L’aphorisme est la pépite d’or
que l’aphoriste trouve parmi les méandres de l’inspiration.
 
La pierre de David a brisé une montagne de chair.
L’aphorisme peut lui aussi briser une montagne de littérature.

Les croix sont de simples emplâtres pour le visage de la terre.
  
Quand l’arc-en-ciel paraît,
Dieu nous rappelle que notre âme est le plus beau livre à colorier.
 
De même que le nénuphar ouvre au-dessus du lac, le verbe ouvre au-dessus des pleurs.
 
Dieu est l’architecte de ma voûte palatine,
mais il m’a laissé les mots pour décorer le théâtre de cette vie.
 
Le vrai peintre des mots est celui qui fait son autoportrait en fermant les yeux sur la toile immaculée de l’âme.
 
Il est des fois où l’amour te frappe tel un boomerang sur la tête, juste lorsqu’on espère prendre l’oiseau au vol.
 
L’amour est un carrefour à sens giratoire.
À force de tourner autour du même cœur, on perd ses larmes.
 
Au lieu de remplir l’espace environnant de notre propre conception de la vie,
remplissons plutôt d’amour le vide d’entre nous.
 
L’amour : un miracle qui passe d’un corps à l’autre, tout en remémorant l’infini.
 
Dieu ne reprend jamais son souffle, il n’a pas de cesse de l’offrir.

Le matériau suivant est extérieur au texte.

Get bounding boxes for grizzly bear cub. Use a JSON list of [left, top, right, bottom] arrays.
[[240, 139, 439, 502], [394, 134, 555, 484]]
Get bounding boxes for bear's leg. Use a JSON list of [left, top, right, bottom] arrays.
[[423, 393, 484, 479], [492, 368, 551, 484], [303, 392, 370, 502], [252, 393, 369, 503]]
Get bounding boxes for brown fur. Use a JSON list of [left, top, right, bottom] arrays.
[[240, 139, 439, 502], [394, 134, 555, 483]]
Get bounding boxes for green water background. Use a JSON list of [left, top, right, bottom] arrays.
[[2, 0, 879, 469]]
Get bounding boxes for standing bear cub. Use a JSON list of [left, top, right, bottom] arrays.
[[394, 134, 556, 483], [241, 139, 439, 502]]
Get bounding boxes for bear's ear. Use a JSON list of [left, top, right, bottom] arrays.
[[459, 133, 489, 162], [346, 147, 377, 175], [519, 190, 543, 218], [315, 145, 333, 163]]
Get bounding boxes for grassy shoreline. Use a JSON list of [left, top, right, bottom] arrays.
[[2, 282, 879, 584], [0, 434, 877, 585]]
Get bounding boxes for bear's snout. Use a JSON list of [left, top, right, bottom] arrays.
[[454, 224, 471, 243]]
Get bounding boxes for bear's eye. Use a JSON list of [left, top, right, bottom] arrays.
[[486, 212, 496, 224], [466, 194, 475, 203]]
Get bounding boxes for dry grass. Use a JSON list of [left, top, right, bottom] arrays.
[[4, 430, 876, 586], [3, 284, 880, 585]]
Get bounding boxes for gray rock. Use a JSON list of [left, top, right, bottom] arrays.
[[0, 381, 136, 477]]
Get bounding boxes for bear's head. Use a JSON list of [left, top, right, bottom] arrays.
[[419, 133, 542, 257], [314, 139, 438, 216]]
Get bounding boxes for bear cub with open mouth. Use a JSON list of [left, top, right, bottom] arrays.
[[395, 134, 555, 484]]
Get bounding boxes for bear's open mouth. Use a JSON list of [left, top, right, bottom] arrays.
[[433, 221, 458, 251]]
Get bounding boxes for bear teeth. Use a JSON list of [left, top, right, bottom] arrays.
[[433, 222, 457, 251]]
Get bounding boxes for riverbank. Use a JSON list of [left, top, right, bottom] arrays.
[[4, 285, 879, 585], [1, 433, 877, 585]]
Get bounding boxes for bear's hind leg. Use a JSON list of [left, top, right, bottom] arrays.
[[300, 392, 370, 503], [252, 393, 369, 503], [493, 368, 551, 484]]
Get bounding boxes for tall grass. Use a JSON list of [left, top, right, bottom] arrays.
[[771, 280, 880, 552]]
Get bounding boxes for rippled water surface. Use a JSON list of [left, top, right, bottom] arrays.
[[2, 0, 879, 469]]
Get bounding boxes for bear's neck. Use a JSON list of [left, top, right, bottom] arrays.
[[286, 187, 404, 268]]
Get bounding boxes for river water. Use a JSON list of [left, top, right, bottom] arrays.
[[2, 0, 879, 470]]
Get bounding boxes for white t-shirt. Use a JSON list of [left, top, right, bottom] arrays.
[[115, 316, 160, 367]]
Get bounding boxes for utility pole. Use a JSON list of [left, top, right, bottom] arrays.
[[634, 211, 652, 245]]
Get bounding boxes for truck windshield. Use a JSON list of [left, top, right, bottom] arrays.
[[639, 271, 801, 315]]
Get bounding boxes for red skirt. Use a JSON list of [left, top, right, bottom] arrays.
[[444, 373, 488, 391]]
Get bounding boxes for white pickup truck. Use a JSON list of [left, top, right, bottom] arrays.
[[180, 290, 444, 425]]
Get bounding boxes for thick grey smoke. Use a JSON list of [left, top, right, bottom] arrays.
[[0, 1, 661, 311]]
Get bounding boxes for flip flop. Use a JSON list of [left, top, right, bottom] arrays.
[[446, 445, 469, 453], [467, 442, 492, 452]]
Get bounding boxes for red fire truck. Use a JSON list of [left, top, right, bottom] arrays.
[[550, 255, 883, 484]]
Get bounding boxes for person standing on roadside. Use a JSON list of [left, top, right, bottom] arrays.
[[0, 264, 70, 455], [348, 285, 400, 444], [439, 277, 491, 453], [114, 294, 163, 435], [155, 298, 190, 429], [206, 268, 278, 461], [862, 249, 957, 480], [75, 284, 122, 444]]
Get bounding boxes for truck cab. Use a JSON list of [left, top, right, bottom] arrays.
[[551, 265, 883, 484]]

Quand Dieu a fait le monde, d’un œil il pleurait, de l’autre il riait.
Il pleurait car il savait combien on allait souffrir,
il riait à l’idée qu’on allait lui tenir pourtant compagnie.

Pour être admis au cœur d’une femme, on n’a pas besoin de la carte de son corps,
mais de la carte des rêves à accomplir avec elle.
 
Le bonheur est le trou de la serrure
par où l’on épie ce que le rêve est seul à toucher.
 
Le bonheur n’est ni blanc, ni noir.
Il est multicolore, comme l’arc-en-ciel et dure tout aussi peu.

La ligne de l’infini commence avec la ligne de nos paumes.
 
Combien de battements de cœur pourraient remplir le rien, le silence et tout l’univers ?
 
Le cœur – un pétale tombé de la corolle d’un rêve.
 
Mon cœur est l’ombre d’un papillon égaré parmi les étoiles.
 
Mon cœur est un mouchoir plié. Déplié, il est aussi vaste que le ciel.
 
Si les humains avaient eu des ailes, ils seraient des oiseaux de proie. Jamais des anges.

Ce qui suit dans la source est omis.